I'm currently working to set up heartbeat, ldirectord, ipvsadm to load-balance the machines, but I'm not sure its going to work with

I'm not overly familiar with the details behind how all of these work, but is the load balancing going to work correctly when these servers are not all on the same LAN? I'm not sure if heartbeat is using SNMP to send signals or not, which would only work over a LAN. Has anyone tried this or found a different solution?


This is a large topic that gets complicated fast. The CAP theorem is a good starting point, as it identifies the higher level choices that must be made.

When you are dealing with a write heavy Web application, it makes it more difficult to distribute load across the Internet while maintaining data integrity. Read centric applications (search!) are easier to distribute, as you do not have to concern yourself with the logistics of writing the data.

ipvs allows Linux to essentially become a layer 4 switch. I have had the most success with using it on layer 2 (ARP/ethernet-- link layer) and that would be my first choice, but it may be feasible to use something like LVS-Tun for geographically separate servers that do not have a connection on the broadcast layer. Note, ipvsadm is the userland tool for ipvs and ldirectord is a daemon to manage ipvs resources.

heartbeat has effectively been succeeded by pacemaker. To monitor the other server, it is essential to have multiple links. The risk of not having a serial or redundant physical connection between the servers is substantially greater. Even multiple physically distinct Internet connections that heartbeat monitors between the two sites are bound to go down. This is where the risk of data comes into play, as automatic failover risks data corruption by split brain. There is no ideal method to mitigate this risk.

You could inject more logic into the failover process. For example:

If path1 is down, path2 is down, this process is not running, and I can't do this-- then failover.

This reduces the risk but even then still not necessarily to the point of being able to physically connect the servers over a short distance.
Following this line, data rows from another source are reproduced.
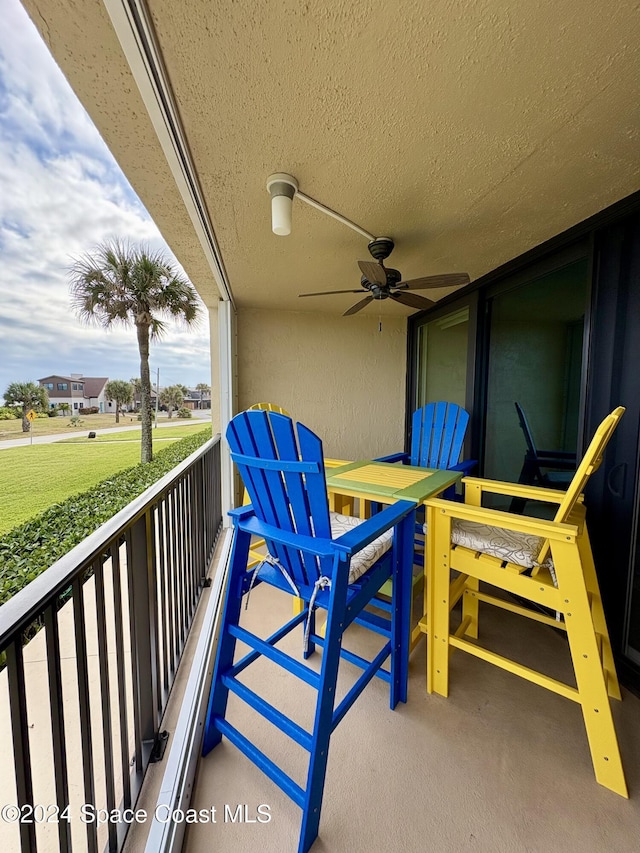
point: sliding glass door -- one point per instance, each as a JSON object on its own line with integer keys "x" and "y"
{"x": 536, "y": 333}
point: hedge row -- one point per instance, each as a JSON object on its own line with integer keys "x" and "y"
{"x": 32, "y": 547}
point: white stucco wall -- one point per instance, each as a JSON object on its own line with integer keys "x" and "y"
{"x": 340, "y": 376}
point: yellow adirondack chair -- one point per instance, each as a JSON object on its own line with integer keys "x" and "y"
{"x": 548, "y": 563}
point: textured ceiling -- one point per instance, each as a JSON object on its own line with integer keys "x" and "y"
{"x": 468, "y": 131}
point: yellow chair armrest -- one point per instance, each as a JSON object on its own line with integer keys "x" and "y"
{"x": 506, "y": 520}
{"x": 516, "y": 490}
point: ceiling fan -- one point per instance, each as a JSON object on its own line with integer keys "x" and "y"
{"x": 383, "y": 282}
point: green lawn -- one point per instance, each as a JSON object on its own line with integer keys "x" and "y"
{"x": 32, "y": 478}
{"x": 181, "y": 430}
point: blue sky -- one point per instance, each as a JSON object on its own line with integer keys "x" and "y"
{"x": 62, "y": 193}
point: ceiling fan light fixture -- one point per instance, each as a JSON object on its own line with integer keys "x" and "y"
{"x": 281, "y": 188}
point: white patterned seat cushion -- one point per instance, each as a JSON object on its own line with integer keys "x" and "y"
{"x": 512, "y": 546}
{"x": 509, "y": 545}
{"x": 363, "y": 560}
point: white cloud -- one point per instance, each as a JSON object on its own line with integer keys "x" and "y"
{"x": 61, "y": 193}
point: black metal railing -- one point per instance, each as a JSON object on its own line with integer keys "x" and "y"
{"x": 86, "y": 693}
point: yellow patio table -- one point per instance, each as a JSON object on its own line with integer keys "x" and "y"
{"x": 386, "y": 482}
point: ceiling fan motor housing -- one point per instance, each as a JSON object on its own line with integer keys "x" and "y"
{"x": 381, "y": 248}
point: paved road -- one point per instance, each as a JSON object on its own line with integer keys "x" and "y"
{"x": 60, "y": 436}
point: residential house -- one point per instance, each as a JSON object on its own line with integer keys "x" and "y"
{"x": 78, "y": 391}
{"x": 498, "y": 140}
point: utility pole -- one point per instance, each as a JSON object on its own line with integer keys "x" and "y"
{"x": 157, "y": 394}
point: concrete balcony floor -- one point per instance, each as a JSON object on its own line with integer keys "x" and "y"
{"x": 501, "y": 765}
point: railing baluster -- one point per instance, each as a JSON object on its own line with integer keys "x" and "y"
{"x": 134, "y": 629}
{"x": 121, "y": 670}
{"x": 58, "y": 739}
{"x": 105, "y": 691}
{"x": 20, "y": 732}
{"x": 83, "y": 704}
{"x": 162, "y": 579}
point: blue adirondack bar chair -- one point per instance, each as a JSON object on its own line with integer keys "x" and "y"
{"x": 281, "y": 464}
{"x": 437, "y": 437}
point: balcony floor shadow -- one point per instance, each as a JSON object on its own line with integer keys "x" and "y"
{"x": 501, "y": 765}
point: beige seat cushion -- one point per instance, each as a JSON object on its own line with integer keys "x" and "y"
{"x": 363, "y": 560}
{"x": 509, "y": 545}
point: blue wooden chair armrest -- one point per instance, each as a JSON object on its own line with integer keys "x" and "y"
{"x": 394, "y": 457}
{"x": 465, "y": 467}
{"x": 362, "y": 535}
{"x": 349, "y": 543}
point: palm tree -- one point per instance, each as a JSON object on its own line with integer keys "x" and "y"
{"x": 133, "y": 286}
{"x": 203, "y": 388}
{"x": 28, "y": 395}
{"x": 120, "y": 392}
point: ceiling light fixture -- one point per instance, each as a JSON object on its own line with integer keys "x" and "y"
{"x": 282, "y": 188}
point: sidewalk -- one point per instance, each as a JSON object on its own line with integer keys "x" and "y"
{"x": 60, "y": 436}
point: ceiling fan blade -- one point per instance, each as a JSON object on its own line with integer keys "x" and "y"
{"x": 413, "y": 300}
{"x": 330, "y": 292}
{"x": 373, "y": 272}
{"x": 358, "y": 306}
{"x": 451, "y": 279}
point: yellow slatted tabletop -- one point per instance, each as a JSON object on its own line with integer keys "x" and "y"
{"x": 385, "y": 482}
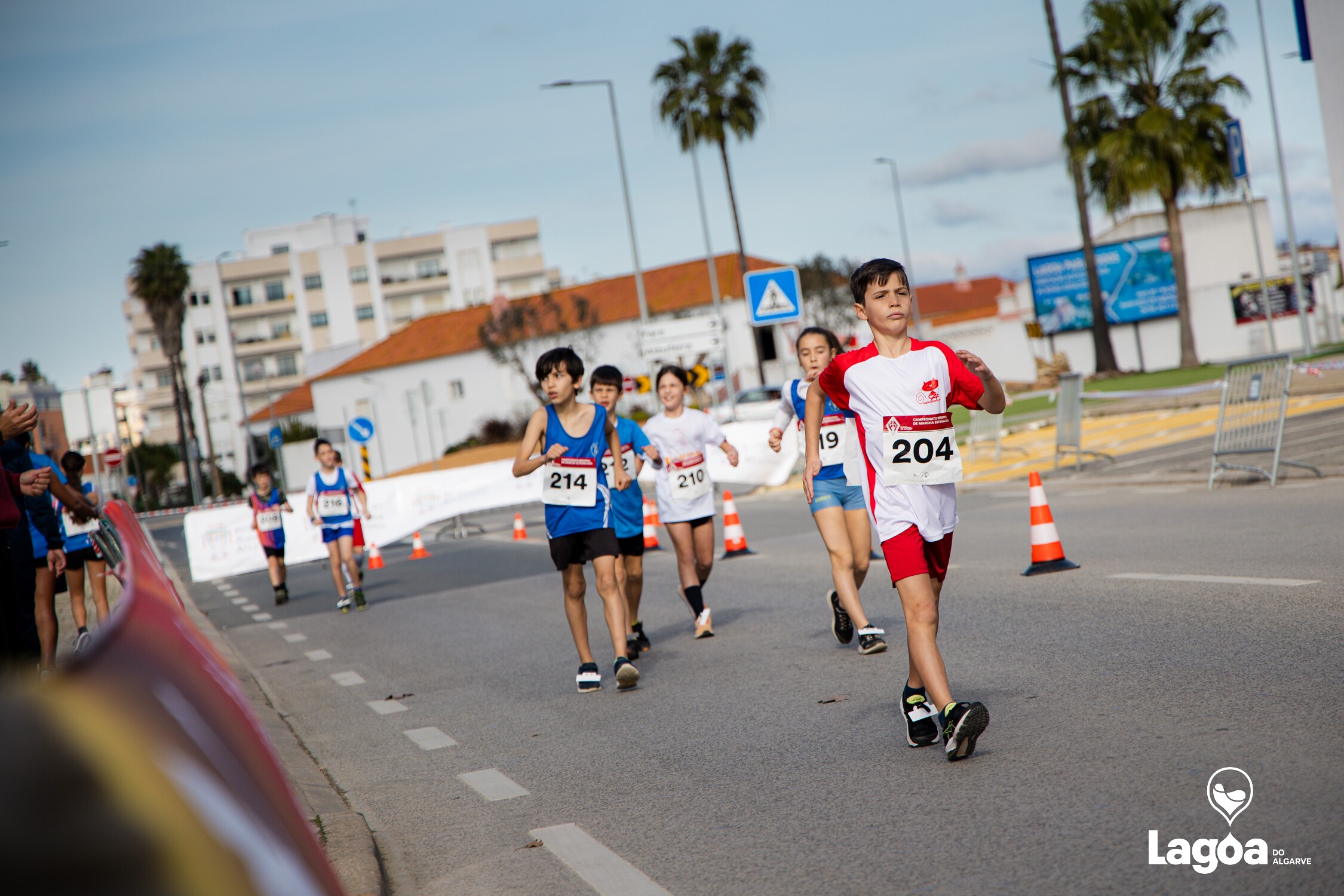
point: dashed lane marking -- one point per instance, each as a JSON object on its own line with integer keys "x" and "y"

With static content, it is easy to employee the use of a Content Distribution Network.

Simple load balancing and failover can be accomplished using Round Robin DNS, which is more fallible.

Border Gateway Protocol is a network protocol that can enable high availability on the network layer.

Ultimately, with enough money (time/resources) an appropriate SLA can be developed to enable a high degree of availability. Your budget will be your ultimate constraint. Define your requirements and then see what you can accomplish within your budget, as there will be compromises.

I have often found that it makes more sense, at least in the case of write heavy applications, to enable high availability and automatic failover within the same physical premise. As part of the disaster recovery plan and SLA to have a manual failover process to a physically separate site, which allows data integrity to be maintained yet still maintains a quality service level.


Having different servers in different locations shouldn't be a problem, until they can reach each other.
The problem would be the bandwidth between them and what you make flow on it.
Heartbeat doesn't use snmp and could be multicast, unicast or broadcast. It's a specific protocol (anyway snmp works between lans sicne it's a udp protocol).
What kind of service are trying to load balance?